Tuesday, October 30, 2007

fit for the queen

i sometimes wonder if princes harry and william ever eat pot noodles? as they stumble out of boujis after yet another night out partying and boozing on the house with their mates, do they ask their drivers to stop for a kebab, or do they ring their butler/cook/entire royal staff and order a royal fry-up? do you think the queen likes curry? rumour has it that prince charles has never buttered his own toast. what on earth do the royal family eat?

this nation, obsessed with its royals, was given the opportunity to watch various top chefs in the country compete against each other for the opportunity to cook for the queen’s birthday lunch in the bbc show “the great british menu” last year. it was a tense affair, almost as fun to watch as iron chef without the dodgy japlish voiceovers. the panel of judges – the at times scathing trio of prue leith, oliver peyton and matthew fort could well have given simon cowell and his x-factor gang a run for their money. it was good television to watch though at times the chef’s choices of dishes were a little bewildering. bryn williams won the honor of cooking the fish course, and when he started cooking at odettes, he put this dish on the menu. royal food brought to the people.

I was royally late for lunch. having very wisely decided that I would venture to drive to odettes without the aid of a map and in very logical fashion decided that since I knew how to get to regents park, I imagined huge signs pointing me in the direction to regents park road. I was obviously not taking any account of the fact that london’s bewildering road nomenclature system, the added complications of one way streets and my general lack of direction which would prove this almost impossible. several panicky calls to the restaurant later, motivated only by the prospect of lunch and my embarrassment of having kept jl waiting for the greater part of half an hour, I soldiered on and finally arrived in a fluster. a profusement of apologies later, I finally looked around the restaurant and immediately calmed down. it was absolutely lovely. the wallpaper with its grey vinery pattern, the bright yellow chairs. it was funky with character, an entirely relaxed clean space without any hint of bland minimalist starkness.

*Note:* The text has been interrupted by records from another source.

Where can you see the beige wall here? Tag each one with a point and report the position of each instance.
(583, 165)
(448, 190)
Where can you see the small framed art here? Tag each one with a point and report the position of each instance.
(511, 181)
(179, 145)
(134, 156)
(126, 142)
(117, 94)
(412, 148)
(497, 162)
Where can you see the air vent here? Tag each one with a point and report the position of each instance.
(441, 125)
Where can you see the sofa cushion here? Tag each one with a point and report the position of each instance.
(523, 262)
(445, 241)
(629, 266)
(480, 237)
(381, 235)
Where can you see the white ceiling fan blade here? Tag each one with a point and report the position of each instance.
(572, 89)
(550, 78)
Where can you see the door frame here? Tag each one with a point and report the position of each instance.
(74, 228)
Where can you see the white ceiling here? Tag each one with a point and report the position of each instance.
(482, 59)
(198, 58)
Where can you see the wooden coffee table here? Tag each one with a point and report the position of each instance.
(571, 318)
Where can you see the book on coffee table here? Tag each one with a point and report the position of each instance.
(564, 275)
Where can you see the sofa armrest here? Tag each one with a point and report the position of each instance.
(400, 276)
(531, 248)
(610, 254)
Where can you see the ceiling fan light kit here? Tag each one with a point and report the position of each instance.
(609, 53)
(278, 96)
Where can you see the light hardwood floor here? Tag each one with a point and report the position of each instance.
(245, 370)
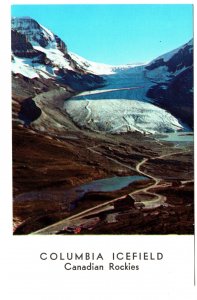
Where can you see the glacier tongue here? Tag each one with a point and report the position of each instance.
(121, 115)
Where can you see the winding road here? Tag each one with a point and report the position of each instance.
(77, 219)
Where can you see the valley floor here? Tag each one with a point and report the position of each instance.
(48, 166)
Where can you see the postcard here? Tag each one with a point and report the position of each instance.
(100, 153)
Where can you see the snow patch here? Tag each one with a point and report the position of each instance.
(121, 115)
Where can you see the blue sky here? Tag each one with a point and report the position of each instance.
(115, 34)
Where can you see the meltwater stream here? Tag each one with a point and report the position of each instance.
(76, 193)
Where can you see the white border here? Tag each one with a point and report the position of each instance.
(24, 276)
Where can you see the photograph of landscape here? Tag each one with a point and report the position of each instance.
(102, 104)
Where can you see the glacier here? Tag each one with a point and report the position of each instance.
(121, 115)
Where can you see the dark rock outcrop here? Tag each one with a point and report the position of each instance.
(175, 94)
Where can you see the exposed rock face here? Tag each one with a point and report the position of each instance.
(49, 59)
(35, 34)
(176, 93)
(20, 45)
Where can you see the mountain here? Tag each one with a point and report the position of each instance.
(41, 62)
(172, 75)
(38, 53)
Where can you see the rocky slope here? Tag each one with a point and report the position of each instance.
(172, 75)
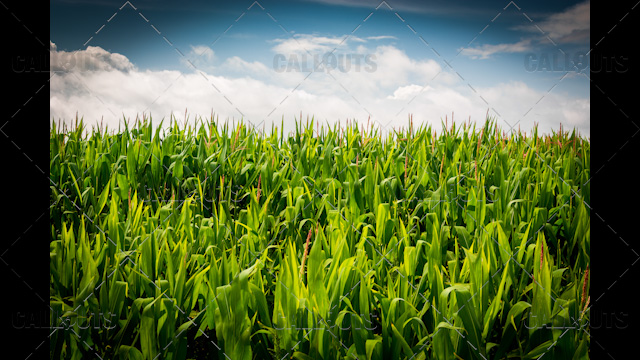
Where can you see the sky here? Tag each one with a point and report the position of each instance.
(523, 62)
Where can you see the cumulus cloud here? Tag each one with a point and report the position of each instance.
(94, 58)
(256, 92)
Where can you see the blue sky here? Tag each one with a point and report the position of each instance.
(127, 67)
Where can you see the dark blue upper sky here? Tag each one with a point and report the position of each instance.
(535, 42)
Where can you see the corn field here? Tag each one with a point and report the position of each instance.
(218, 241)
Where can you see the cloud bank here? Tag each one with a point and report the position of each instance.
(107, 86)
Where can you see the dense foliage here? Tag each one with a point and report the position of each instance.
(220, 242)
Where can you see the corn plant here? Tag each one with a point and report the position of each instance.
(214, 240)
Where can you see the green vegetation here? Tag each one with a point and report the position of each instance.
(224, 243)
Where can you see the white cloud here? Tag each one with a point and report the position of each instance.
(94, 58)
(388, 93)
(381, 37)
(485, 51)
(407, 92)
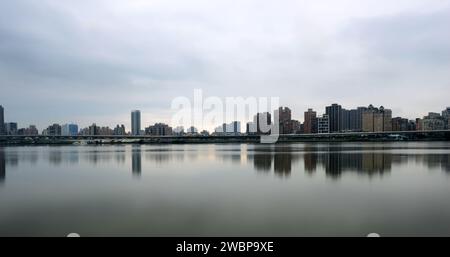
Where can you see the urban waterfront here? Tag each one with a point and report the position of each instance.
(298, 189)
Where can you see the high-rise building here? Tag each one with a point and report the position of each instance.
(400, 124)
(30, 131)
(135, 123)
(178, 131)
(323, 124)
(446, 115)
(119, 130)
(355, 119)
(310, 124)
(11, 128)
(284, 115)
(69, 130)
(377, 119)
(233, 128)
(159, 129)
(93, 130)
(263, 123)
(192, 131)
(334, 113)
(433, 121)
(52, 130)
(2, 120)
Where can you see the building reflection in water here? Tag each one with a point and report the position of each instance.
(2, 166)
(262, 162)
(335, 163)
(281, 157)
(136, 161)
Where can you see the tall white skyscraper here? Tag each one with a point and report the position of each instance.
(135, 123)
(2, 121)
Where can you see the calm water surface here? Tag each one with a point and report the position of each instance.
(350, 189)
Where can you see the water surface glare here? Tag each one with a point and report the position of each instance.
(341, 189)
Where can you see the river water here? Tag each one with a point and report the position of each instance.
(342, 189)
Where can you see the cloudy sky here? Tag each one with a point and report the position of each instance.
(90, 61)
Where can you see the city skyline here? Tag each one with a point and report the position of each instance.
(95, 61)
(337, 118)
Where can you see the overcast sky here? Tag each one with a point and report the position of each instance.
(90, 61)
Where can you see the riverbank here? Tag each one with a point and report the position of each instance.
(254, 139)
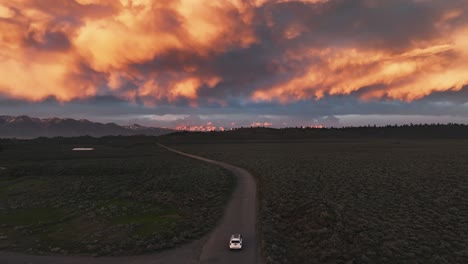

the eating procession started with a shot of sweet creamy corn soup topped with a popcorn. jl chose to start with a scallop ceviche – sweet slices of scallop with its panfried brethren, a pea veloute and sweet pea shoots. I started with a roast quail breast. it was accompanied by a quiver of jelly which was surprisingly savoury with a hint of vinaigrette.


the fish course – roasted turbot with oxtail and cockles. I had wanted to eat this dish ever since the first time I watched bryn cook it in the preliminaries when he beat angela hartnett to represent wales. it was inventive – a myriad of layers which demanded culinary curiosity. while the french have regularly done their turbot with bacon – bryn’s addition of the braised oxtail and the cockles made me want to snatch the plate away from prue leith as she ate it all and praised it between each mouthful. jl had gone for the monkfish – it came with a lentil broth and a bed of greens. the disks of fish had a coating of some sort we couldn’t quite identify, but it was extremely delicious.



I’m so glad jl loves pudding because the odette puddings were absolutely brilliant. jl chose the caramelized pineapple with coconut ice-cream – Tropicana on a plate. I had the frozen strawberry parfait with strawberry and mint compote, and the most adorable mini strawberry donuts.


I don’t’ know what the queen eats on a daily basis. I’m sure she has the best of the land (and I imagine the royal pantry to be brimming with duchy originals products). but if she had bryn williams cook the fish course for her birthday, she is one lucky lady indeed.